# Albert: Was Joe DiMaggio streaky?

From SABR member Jim Albert at Baseball Prospectus on September 24, 2013:

Joe DiMaggio‘s 56-game hitting streak in the 1941 season is one of baseball’s most famous events. This record has fascinated many people, including many academics. Much of the discussion of the accomplishment centers on how often a streak of this magnitude should occur, and whether we should expect to see it equaled or surpassed in our lifetimes. But this article is not about the extreme nature of DiMaggio’s improbable feat. I’m not going to compute the probability of a batter going through a 56-game hitting streak during a season. Rather, I’m wondering whether DiMaggio’s pattern of hitting during the 1941 season, at the at-bat level, was unusually streaky.

Since the distinction between game-level streakiness and at-bat-level streakiness can be confusing, let me explain in terms of coin flipping. Suppose you flip a coin 500 times. I simulated this process on a computer and found some interesting streaky patterns. I had a streaky of eight consecutive heads, six occurrences of six consecutive heads, and so on. Should I be excited by these clusters? Of course not—I’m just observing some streaky patterns that are a by-product of chance. A coin is truly consistent in that the chance of heads is always 50 percent and outcomes of different flips are independent.

Let’s move to the hitting outcomes of a baseball player like Joe DiMaggio. We observe his sequence of individual hits and outs during the 1941 season, but unlike the coin, we don’t really know DiMaggio’s true hitting behavior. There are two possibilities. Maybe DiMaggio is truly consistent (like the coin) and the chance that he gets a hit does not change across the season. Or maybe DiMaggio is truly streaky—this would mean that during part of the season, he’s hot and hitting with a higher-than-average probability, and other times, he’s cold and hitting with a lower probability. By the way, baseball players and managers believe in hot and cold hitting, and managers make decisions about lineups on the basis of these beliefs about hot and cold.

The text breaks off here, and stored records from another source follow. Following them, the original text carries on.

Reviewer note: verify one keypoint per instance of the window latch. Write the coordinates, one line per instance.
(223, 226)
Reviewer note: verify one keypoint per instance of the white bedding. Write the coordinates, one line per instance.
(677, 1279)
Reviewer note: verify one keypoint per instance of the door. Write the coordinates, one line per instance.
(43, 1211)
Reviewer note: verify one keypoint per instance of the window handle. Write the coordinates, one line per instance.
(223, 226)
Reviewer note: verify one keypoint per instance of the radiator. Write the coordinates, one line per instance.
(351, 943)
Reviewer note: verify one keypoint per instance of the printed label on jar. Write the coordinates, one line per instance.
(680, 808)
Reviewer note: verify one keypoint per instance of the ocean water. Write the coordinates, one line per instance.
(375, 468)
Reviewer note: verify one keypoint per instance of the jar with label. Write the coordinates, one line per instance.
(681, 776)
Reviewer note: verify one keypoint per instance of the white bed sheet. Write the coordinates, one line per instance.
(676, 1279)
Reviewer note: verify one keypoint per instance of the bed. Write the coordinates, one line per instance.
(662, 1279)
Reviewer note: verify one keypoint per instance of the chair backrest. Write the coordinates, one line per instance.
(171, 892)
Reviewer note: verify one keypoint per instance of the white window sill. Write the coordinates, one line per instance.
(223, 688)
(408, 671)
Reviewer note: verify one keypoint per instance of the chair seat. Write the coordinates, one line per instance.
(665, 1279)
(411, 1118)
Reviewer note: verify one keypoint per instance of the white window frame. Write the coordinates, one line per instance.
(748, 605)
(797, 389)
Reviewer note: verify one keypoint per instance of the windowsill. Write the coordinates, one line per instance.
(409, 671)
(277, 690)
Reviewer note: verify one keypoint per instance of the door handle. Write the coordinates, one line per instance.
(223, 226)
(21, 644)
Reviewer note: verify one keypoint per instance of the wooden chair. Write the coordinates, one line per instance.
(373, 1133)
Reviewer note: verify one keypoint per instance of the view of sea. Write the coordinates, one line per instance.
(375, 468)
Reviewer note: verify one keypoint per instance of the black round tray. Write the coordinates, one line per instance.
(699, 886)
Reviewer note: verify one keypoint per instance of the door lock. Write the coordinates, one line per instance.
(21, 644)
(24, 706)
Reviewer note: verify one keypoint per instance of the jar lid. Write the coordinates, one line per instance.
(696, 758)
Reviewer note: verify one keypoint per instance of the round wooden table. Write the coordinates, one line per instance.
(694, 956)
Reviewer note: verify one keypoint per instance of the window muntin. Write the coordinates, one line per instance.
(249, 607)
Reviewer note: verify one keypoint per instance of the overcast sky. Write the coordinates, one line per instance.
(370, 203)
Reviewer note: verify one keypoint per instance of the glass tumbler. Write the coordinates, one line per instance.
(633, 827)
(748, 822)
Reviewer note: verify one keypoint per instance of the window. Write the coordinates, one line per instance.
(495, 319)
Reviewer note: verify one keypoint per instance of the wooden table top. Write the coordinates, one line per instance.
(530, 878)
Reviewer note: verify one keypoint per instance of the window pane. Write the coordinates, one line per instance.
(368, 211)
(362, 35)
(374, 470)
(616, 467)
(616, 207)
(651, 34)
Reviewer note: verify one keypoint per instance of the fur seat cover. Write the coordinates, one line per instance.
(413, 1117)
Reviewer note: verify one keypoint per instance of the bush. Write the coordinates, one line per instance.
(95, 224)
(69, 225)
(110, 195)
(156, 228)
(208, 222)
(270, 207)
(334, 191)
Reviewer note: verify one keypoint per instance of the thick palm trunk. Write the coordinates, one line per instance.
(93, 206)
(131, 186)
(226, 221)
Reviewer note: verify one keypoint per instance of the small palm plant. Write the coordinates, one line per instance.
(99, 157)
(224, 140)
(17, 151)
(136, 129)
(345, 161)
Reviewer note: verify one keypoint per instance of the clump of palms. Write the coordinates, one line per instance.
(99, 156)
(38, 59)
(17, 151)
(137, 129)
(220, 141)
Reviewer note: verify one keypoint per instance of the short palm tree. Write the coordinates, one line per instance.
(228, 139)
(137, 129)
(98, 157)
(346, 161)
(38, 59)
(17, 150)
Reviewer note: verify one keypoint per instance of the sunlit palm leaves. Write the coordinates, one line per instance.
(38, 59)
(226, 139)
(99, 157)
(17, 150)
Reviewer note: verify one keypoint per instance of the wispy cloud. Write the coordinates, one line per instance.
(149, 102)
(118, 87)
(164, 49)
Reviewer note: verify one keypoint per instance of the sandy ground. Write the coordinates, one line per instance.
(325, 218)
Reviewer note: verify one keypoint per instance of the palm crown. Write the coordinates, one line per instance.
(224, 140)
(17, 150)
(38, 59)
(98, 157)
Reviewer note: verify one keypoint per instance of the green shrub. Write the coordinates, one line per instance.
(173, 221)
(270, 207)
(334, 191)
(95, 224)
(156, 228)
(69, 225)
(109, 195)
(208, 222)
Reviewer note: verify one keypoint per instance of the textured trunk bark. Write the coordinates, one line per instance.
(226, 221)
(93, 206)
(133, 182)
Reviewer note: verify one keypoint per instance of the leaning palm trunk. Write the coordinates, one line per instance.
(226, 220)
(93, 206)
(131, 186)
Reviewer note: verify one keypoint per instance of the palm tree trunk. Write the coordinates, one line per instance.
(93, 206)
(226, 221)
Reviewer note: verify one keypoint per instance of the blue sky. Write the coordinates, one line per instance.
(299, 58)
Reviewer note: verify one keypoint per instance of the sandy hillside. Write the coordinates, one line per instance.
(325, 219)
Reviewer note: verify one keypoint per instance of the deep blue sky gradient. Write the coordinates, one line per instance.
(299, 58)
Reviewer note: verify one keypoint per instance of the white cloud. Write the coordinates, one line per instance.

Until recently, we had access only to DiMaggio’s game-to-game hitting data for the 1941 season. But this summer Retrosheet made available play-by-play data for some early seasons, including 1941. We now can look more carefully at DiMaggio’s sequence of hit/out data for each of his at-bats. We can use this 1941 data to see if DiMaggio’s pattern of hitting is any different from that of a truly consistent hitter with a constant chance of hitting throughout the season.